JavaScript engine internals part 2: tagged pointers

In my last post I explored NaN-boxing in JavaScript engines, showing how Firefox and Webkit manage to squish multiple types, including pointers and floating point, into a single 64-bit word.

In my WebAssembly-based JavaScript-like engine experiment I initially implemented NaN boxing similarly to how Firefox/SpiderMonkey do it. It works nicely, but has some downsides:

  • Extra operations needed to unmask a pointer when dealing with lots of objects
  • In-memory values which are pointers have to be manually masked when peeking in the debugger. Kind of a pain.
  • There’s no equivalent aliasing system available in the proposal for native garbage-collected types for WebAssembly.

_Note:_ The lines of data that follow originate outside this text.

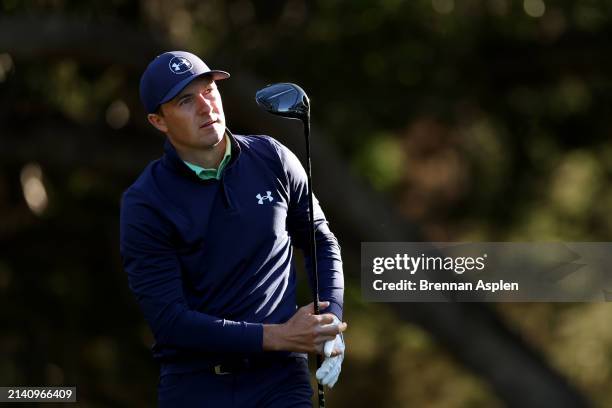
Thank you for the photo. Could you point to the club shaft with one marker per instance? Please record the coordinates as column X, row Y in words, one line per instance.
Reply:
column 313, row 248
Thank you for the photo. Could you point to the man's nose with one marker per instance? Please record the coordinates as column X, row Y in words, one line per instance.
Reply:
column 204, row 104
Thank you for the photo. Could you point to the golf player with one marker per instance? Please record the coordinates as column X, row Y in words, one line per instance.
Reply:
column 207, row 237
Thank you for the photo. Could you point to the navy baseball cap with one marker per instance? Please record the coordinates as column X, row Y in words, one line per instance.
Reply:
column 168, row 74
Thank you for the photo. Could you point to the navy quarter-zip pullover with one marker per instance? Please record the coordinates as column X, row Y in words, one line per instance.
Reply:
column 211, row 261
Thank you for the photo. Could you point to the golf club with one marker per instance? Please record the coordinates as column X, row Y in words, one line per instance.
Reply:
column 290, row 101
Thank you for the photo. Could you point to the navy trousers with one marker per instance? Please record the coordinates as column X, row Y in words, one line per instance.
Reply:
column 282, row 384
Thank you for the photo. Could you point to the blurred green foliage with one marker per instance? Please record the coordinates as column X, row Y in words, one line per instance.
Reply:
column 476, row 119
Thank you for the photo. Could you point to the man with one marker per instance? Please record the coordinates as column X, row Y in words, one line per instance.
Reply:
column 206, row 239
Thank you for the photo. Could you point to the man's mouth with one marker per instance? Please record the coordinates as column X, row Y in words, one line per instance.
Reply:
column 209, row 123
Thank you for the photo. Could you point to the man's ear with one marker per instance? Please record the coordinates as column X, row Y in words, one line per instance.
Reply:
column 158, row 121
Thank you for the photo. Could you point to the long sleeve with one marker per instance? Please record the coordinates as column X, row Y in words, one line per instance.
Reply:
column 329, row 261
column 154, row 277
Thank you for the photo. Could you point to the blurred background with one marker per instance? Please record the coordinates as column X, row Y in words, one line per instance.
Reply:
column 433, row 120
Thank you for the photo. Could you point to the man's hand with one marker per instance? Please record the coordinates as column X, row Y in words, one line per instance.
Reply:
column 329, row 371
column 305, row 332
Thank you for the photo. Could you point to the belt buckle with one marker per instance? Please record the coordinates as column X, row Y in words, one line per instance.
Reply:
column 219, row 370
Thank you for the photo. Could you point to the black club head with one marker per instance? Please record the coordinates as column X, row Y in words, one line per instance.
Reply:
column 284, row 99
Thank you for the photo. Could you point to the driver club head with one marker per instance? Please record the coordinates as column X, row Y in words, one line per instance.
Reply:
column 284, row 99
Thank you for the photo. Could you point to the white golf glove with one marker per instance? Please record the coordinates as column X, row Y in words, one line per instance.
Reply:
column 329, row 371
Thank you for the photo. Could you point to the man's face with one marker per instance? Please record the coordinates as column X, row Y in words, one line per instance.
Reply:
column 194, row 119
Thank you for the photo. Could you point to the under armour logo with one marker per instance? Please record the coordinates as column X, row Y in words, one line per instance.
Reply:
column 268, row 196
column 180, row 65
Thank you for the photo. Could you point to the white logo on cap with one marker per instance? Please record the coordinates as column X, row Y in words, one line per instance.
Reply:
column 180, row 65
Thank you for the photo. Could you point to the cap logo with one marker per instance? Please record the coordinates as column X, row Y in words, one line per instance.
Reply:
column 180, row 65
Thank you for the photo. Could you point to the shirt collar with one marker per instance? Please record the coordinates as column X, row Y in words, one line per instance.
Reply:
column 207, row 174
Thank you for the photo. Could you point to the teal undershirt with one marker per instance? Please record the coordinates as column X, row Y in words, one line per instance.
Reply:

Inspired by the GC proposal, I’ve tried switching from the 64-bit NaN boxing to native pointer-size (32-bit for Wasm32) words with a minimal tagging system to store integers, which is equivalent to what is available there.

Tagged pointers

So what’s a pointer anyway? It’s a number that points (ha!) to a location in memory where you store stuff. This has a very important consequence:

Because stuff has to be laid out in memory in a way it can be efficiently accessed, structs and classes containing pointers are themselves always located on a pointer-size-aligned boundary. That is, if pointers are 32 bits wide (4 bytes), the structs have to be at a memory location that’s evenly divisible by 4, or it won’t be efficiently accessible.

This means that every pointer to every garbage-collected object is a number divisible by 4… which means its bottom 2 bits are always 0 in binary representation.

Thus, if your value has the bottom bit set, it’s definitely not a pointer to an object. Knowing that, we can divide the 32-bit number space into 32-bit object pointers on the one hand, and on the other hand either 1 tag bit with a 31-bit payload, or 2 tag bits with a 30-bit payload.

The Wasm GC proposal includes an “int31ref” type which can be stored in an “anyref” slot alongside other GC’d reference types, which is meant to use such a scheme.

Implementing tags

In the Val wrapper class in my engine, I’ve adopted this system now and it’s got some trade-offs, but I kinda like it.

The tag check is now a single bit-mask against 1 rather than a giant constant like 0xffff000000000000, which feels cleaner. Integers can be promoted back to 32 bits by right-shifting one bit, while pointers can be consumed as-is once the test is confirmed (or if you know for sure they’re safe).

The biggest downside is that there’s simply not room in 31 bits for very large integers (abs value > 1 billion-ish) or for floating point numbers (64 bits, ay ay!) so they must be boxed on the heap.

Boxing

“Boxing” is the fun task of taking a nice atomic value type, and wrapping it in a giant heap-allocated object. Horribly inefficient if you use lot of them!

But, it can be automatically done in the accessors, and seems to work so far.

I would prefer to avoid using boxing for floats, but there’s just no room in the int space for them unless I do something crazy like using two tag bits and then storing a 24-bit or 16-bit float when a value can be represented that way… yikes! And you’d still have to box values that are out of range or would lose precision.

For the other JS types — undefined, null, boolean, etc — I’m using boxed types as well, but using a single well-known instance value. So all “undefined” values refer to the same Box<Undefined>* and all “booleans” refer to one of two Box<bool>*s, one for true and one for false. This avoids runtime allocation for those special types, while allowing them to be treated as objects for dynamic dispatch or making the type checks cheap pointer equality comparisons for static dispatch.